2010-09-15
Dostęp do wpisu:
Publiczny
| Mogilno i kolejne plany. (czytano: 761 razy)
Przed startem w Mogilnie zrobiłem sobie tydzień luzu, biegałem co drugi dzień, co u mnie się praktycznie nie zdarza.
Dzień przed biegiem pojechałem do rodziców, gdzie po mojej dłuższej nieobecności mama oczywiście postanowiła mnie nieźle ugościć :] Niestety w Poznaniu żywię się trochę inaczej i dlatego miało to nie najlepsze konsekwencje...
W niedzielę, wyruszyłem do Mogilna dość wcześnie, aby uniknąć niepotrzebnego stresu. Plany pod tym względem popsuł mi jednak objazd, który jak to zazwyczaj w Polsce bywa był słabo oznaczony. Mimo iż doskonale znałem tą trasę, zgubiłem się i jeździłem w kółko jak głupek co zupełnie wyprowadziło mnie z równowagi.
Po zgłoszeniu się w biurze zawodów spotkałem Patryka Domińczaka, z którym zrobiliśmy wspólną rozgrzewkę i trochę powspominaliśmy ;). Na starcie dobrze się ustawiłem i ruszyłem w założonym tempie. Pierwszy kilometr 03:23, więc zgodnie z planem. Kolejny już jednak mniej więcej o 10 sekund wolniej, ale już wtedy walczyłem z bólem brzucha - nieodpowiednie jedzenie + niepotrzebny stres i porażka gotowa. 3 i 4ty kilometr również były za wolne i już wtedy wiedziałem, że planu nie zrealizuje, więc zrezygnowałem z walki i zupełnie zluzowałem. Na mecie złapałem czas ok. 39", czyli mniej więcej tak jak biegam IIgi zakres :)
W związku z tym, że nie udało mi się pobiec mocnej dyszki, zrezygnowałem z biegania połówki we wrześniu. Póki co prawie pewne jest, że 25tego wystartuje w Grudziądzu (10km), a dalszych planów jeszcze nie ustaliłem... Choć pewne pomysły chodzą mi po głowie... ;)

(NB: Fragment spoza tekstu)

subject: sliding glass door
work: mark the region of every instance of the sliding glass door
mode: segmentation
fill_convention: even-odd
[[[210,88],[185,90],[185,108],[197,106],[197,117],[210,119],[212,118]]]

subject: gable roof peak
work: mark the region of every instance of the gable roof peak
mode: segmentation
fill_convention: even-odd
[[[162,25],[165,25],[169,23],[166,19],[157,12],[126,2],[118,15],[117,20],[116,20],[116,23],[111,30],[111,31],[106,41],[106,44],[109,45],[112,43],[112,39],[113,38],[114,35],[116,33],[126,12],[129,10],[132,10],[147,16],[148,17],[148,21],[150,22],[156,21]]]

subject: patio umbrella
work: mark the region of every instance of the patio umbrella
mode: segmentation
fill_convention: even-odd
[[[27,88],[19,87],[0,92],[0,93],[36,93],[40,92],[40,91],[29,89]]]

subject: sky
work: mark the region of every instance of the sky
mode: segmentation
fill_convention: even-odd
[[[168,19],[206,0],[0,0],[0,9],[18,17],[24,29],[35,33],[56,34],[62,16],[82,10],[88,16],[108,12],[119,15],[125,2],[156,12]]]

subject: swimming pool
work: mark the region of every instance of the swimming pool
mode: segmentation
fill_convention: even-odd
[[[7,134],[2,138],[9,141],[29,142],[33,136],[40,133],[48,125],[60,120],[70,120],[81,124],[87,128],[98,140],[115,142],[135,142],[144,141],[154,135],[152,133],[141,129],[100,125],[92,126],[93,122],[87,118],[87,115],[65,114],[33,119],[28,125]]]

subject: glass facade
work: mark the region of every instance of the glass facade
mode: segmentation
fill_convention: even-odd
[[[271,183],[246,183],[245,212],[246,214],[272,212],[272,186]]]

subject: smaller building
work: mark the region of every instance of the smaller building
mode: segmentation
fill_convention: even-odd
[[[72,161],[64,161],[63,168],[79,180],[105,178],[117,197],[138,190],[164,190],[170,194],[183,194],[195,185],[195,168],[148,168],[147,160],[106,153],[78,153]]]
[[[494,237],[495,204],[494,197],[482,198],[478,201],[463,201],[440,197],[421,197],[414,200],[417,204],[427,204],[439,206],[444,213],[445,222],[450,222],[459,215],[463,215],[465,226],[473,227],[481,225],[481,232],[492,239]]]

Na poniedziałkowym i wtorkowym treningu biegało mi się bardzo dobrze, dlatego mam nadzieje że przyczyny porażki nie tkwią w treningu... "Train hard, win easy!"
Blog moga komentować tylko Przyjaciele autora tarzi (2010-09-15,14:06): jakbyś jadł schabowe, zrazy, klopsy i ryby na co dzień to nic by Ci nie było hehe :) szmajchel (2010-09-15,14:25): Pewnie masz racje :) Niestety w Poznaniu, moja dieta opiera się głównie na kurczaku w różnych postaciach :) Dybol (2010-09-15,23:43): Dycha w 39 sekund (39") to dość szybko ;) benek (2010-09-16,02:18): nie jedz do Grudziadza na ten bieg. To najgorsza impreza biegowa o ktorej slyszalem. Jak nie nabiegacz 31 minut to meta jest juz zwijana :] a dystans tez nigdy sie nie zgadza. Zrobisz duzy blad!!!